The FECRT showed that ivermectin was the least efficacious anthelmintic in this study, while albendazole was the most effective. The questionnaire answers revealed that the drugs most commonly used by farmers in the study area were ivermectin, levamisole and albendazole, in order of frequency of implementation. Frequent use of an anthelmintic over an extended period usually provokes AR development (21). Ivermectin is an endectocide often used to control external arthropods and internal nematode parasites, which may justify its frequent use by sheep farmers. The drug’s frequent use might be the reason why it was the least effective anthelmintic.

One of the FECRT disadvantages is that the results’ accuracy is affected by such factors as underdosing. The tested drugs were administered to each animal to overcome this problem using recommended dosage rates based on each sheep’s weight. Therefore, the AR reported by the FECRT cannot be a result of deficient dose administration and must only be due to the emergence of resistant GINs. Furthermore, the FECRT results were confirmed using the in vitro LDA.

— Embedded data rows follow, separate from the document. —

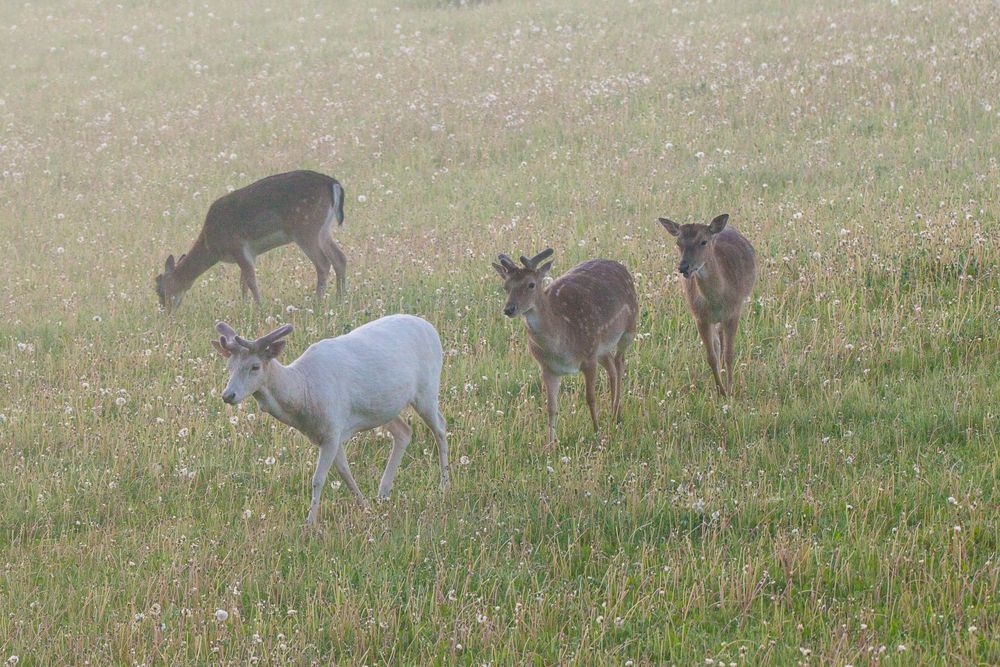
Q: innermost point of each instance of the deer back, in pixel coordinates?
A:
(283, 203)
(592, 304)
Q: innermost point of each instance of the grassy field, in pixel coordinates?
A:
(841, 508)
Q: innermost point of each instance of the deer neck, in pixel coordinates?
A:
(283, 395)
(707, 279)
(198, 260)
(538, 320)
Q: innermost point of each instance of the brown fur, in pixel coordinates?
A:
(584, 318)
(719, 268)
(285, 208)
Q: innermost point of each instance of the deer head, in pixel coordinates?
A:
(694, 242)
(248, 360)
(523, 285)
(168, 288)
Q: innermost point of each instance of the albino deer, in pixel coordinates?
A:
(340, 386)
(586, 317)
(720, 268)
(297, 206)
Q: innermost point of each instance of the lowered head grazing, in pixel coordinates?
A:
(248, 360)
(523, 285)
(297, 207)
(168, 288)
(694, 242)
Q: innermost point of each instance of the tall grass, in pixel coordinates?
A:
(841, 508)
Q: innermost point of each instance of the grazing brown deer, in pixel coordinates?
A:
(297, 206)
(720, 269)
(586, 317)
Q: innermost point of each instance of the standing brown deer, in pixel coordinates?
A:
(297, 206)
(719, 268)
(586, 317)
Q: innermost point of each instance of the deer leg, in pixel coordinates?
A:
(339, 262)
(248, 275)
(401, 433)
(552, 395)
(611, 366)
(327, 453)
(729, 328)
(427, 408)
(590, 380)
(314, 251)
(710, 339)
(340, 460)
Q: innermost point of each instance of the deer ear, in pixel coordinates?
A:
(274, 349)
(670, 226)
(718, 224)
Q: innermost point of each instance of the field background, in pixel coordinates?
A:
(841, 508)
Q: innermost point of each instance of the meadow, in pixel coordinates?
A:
(840, 508)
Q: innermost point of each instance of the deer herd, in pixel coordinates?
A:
(365, 379)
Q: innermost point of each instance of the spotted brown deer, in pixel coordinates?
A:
(584, 318)
(719, 268)
(298, 206)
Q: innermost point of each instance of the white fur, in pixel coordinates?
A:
(355, 382)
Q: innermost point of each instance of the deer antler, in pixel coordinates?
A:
(533, 262)
(506, 262)
(228, 337)
(266, 340)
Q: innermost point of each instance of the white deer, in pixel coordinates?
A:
(340, 386)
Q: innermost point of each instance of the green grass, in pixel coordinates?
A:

The LDA was conducted to determine the drugs’ IC₅₀ values, and the results indicated that AR against ivermectin had developed on all three farms. The drug’s IC₅₀ ranged between 7.67 and 8.20 ng/mL, while previous studies reported IC₅₀ of 0.23 ng/mL (16, 20), meaning that ivermectin was only 3% as potent in the present study. In a previous study, the IC50 of levamisole on Trichuris muris larvae was 1.75 μg/mL (27), close to the 1.39 μg/mL reported in this study. This result opposed the in vivo FECRT, as AR to levamisole was evident in the latter. Albendazole showed a potent effect in the LDA, as the drug’s IC₅₀ of 0.071–0.076 μg/mL was in the range of recommended concentrations (10). This outcome also contrasted with the FECRT results. Many factors may lead to a false finding of decreased efficacy, such as defective equipment, wrong dosage, missed animals, inferior product, and mislabelled samples (17). However, these factors might not cause the discrepancy between these LDA results and those of the FECRT, as care was taken to avoid misconduct in executing the procedures. The daily egg production differs in different nematode species, affecting anthelmintic efficacy during FECRT (24), and because the effect of this variable was not eliminated in the study, it may explain why the LDA and FECRT results are at variance.

In conclusion, this study is the first report which reveals AR occurrence in sheep in Arbat District, northern Iraq, confirmed by FECRT and LDA. Resistance to ivermectin was evident and was principally due to the emergence of resistant Trichostrongylus species. The common GIN genera in the study area were Trichostrongylus, Nematodirus, and Trichuris. The results establish the ground for designing and executing an appropriate GIN control program in Arbat and other areas in the north of Iraq.